La diferencia estribaba en que nosotros no éramos unos desconocidos; nosotros éramos unos fuera de la ley. A nuestro modo, pobre e insignificante, estábamos en guerra. Esencialmente contra los Trípodes, pero indirectamente contra todos aquellos que, por las razones que fuera, los apoyaban. Incluyendo, —me esforcé por afrontarlo—, a todos cuantos había conocido, y a los cuales había cobrado cariño, en el Château de la Tour Rouge. Todos estaban contra nosotros en el país que cruzábamos. Teníamos que vivir de nuestro ingenio y de nuestros recursos: no valía ninguna de las normas antiguas.

Más adelante vimos a un Trípode que avanzaba por el valle, el primero en varios días. Pensé que Larguirucho se equivocaba y que se dirigía al pueblo, a una Ceremonia de la Placa, pero en lugar de ir hacia allí se detuvo, lejos de todo lugar habitado, aproximadamente a una milla de donde estábamos. Allí se quedó, tan inmóvil y aparentemente inanimado como el del castillo. Avanzamos algo más deprisa que antes y nos mantuvimos ocultos siempre que nos fue posible. Aunque parecía que no tenía mucho sentido: no había razón para suponer que tuviera que ver con nosotros, ni siquiera que nos pudiera ver. No daba muestras de querer seguirnos. Al cabo de una hora o así lo perdimos de vista.
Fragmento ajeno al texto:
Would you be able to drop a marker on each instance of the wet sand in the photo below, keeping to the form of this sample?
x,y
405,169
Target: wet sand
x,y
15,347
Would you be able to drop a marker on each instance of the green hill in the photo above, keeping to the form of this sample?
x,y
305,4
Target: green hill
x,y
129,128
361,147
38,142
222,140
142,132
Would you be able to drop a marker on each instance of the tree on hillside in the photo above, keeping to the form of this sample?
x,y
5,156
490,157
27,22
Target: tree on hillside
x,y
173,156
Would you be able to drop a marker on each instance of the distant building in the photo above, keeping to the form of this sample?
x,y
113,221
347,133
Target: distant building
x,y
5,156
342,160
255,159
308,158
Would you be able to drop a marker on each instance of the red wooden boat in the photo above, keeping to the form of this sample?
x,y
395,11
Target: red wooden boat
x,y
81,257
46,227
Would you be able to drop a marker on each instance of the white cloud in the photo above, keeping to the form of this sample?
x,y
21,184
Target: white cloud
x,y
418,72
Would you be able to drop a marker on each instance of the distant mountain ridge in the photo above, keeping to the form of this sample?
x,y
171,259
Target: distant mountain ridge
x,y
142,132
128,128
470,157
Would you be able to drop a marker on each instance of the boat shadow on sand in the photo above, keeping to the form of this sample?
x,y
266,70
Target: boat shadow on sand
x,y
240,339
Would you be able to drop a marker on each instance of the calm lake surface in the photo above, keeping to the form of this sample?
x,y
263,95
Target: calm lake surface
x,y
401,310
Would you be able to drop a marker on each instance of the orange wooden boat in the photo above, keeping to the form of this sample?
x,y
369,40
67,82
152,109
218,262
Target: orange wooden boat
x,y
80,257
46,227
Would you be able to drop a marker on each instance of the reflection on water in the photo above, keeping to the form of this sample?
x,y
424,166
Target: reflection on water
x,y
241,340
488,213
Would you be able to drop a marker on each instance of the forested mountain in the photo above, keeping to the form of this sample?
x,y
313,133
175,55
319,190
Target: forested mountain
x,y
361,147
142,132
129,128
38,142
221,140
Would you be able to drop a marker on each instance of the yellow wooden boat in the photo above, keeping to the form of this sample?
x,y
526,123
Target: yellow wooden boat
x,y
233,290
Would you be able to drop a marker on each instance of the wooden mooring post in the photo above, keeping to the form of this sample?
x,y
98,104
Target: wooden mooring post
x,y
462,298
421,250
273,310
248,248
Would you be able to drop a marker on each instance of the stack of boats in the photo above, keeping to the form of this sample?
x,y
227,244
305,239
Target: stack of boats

Volvimos a ver al Trípode, o uno parecido, a la mañana siguiente y una vez más se detuvo a cierta distancia y se quedó allí. Nuevamente nos pusimos en marcha y lo perdimos. El cielo estaba más nublado que antes y hacía mucho viento. Se nos había acabado la comida que cogimos en la granja, —Larguirucho quiso que la racionáramos pero por una vez Henry y yo no le hicimos caso—, y no encontramos más en todo el día. Otra vez teníamos hambre, seguramente acentuada por el hecho de haber comido bien el día anterior.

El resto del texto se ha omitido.